We are heretics now, I whispered to Kostas as we floated on our backs and looked up through the grates at passing hooves and cart-wheels. Or, I should say, we are heretics again. Who can remember if on Tuesday we are damned and on Thursday we are saved? My soul is weary of wars of art.
Kostas shrugged and ate a blind cistern-fish raw, the dark entrails wriggling into his brown mouth. He understood. Kostas always understood. He held the dead fish out to me, its pale belly ruptured and torn. In the dream, I wanted to eat it, to take all that Kostas offered, ever offered, and I tried furiously to remember that there was no beauty in a body. Flesh was no more than corrupt, dead meat. The divine self has no hunger for such a thing. Kostas was no more beautiful than the poor fish with its tiny blackish liver splashing into the cistern. I was no better.

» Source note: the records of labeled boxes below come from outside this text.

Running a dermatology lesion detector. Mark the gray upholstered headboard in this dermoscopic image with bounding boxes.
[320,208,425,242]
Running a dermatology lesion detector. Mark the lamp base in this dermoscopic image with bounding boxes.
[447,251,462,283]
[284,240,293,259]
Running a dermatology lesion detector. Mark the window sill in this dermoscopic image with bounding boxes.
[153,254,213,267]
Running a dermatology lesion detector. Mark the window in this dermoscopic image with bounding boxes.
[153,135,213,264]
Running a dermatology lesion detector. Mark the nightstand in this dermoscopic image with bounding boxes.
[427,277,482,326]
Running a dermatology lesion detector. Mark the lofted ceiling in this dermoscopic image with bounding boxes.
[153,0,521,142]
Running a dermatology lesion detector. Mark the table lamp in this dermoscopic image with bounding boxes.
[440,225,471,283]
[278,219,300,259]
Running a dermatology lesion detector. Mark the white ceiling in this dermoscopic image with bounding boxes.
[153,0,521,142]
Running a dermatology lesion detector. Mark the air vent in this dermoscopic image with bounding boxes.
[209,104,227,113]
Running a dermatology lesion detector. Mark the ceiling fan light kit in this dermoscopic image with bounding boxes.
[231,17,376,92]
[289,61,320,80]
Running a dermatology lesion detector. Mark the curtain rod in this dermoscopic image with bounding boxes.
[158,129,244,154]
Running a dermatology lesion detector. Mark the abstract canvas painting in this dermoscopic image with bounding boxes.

Dreams scrape everything up from the underside of the heart. It is rarely lovely, the sludge that comes dripping out. I am a good man. I am a good man.
I dove down beneath the dark dream-water, down through the lightless ripples, past the shadowy columns with their intricate capitals, the frescoes with their leaping dolphins and bared breasts: I saw them, I marked them, and coral quietly covered the faces of dancing nymphs. I dove deeper, until there was no breath in me. In the place of breath, a light grew, pushing my lungs out like hands. Deeper still sun-deprived fish glided by, their tongues glowing ghostly against the walls. In their tongue-light, unwholesome and pale, a mockery of moonlight, I saw the depths of the cisterns and the colossal stone feet of Constantinople herself, still delicate and graceful in their enormity, sandaled demurely, holding up the city. Mussels clustered at her heels; mold greened her nails. I touched the stone of her toes. They prickled like flesh, and I took her warm marble ankle in my pitifully insufficient arms, weeping against the impassive limb. I opened my mouth to call her name, and the cistern flooded through me, black and cold.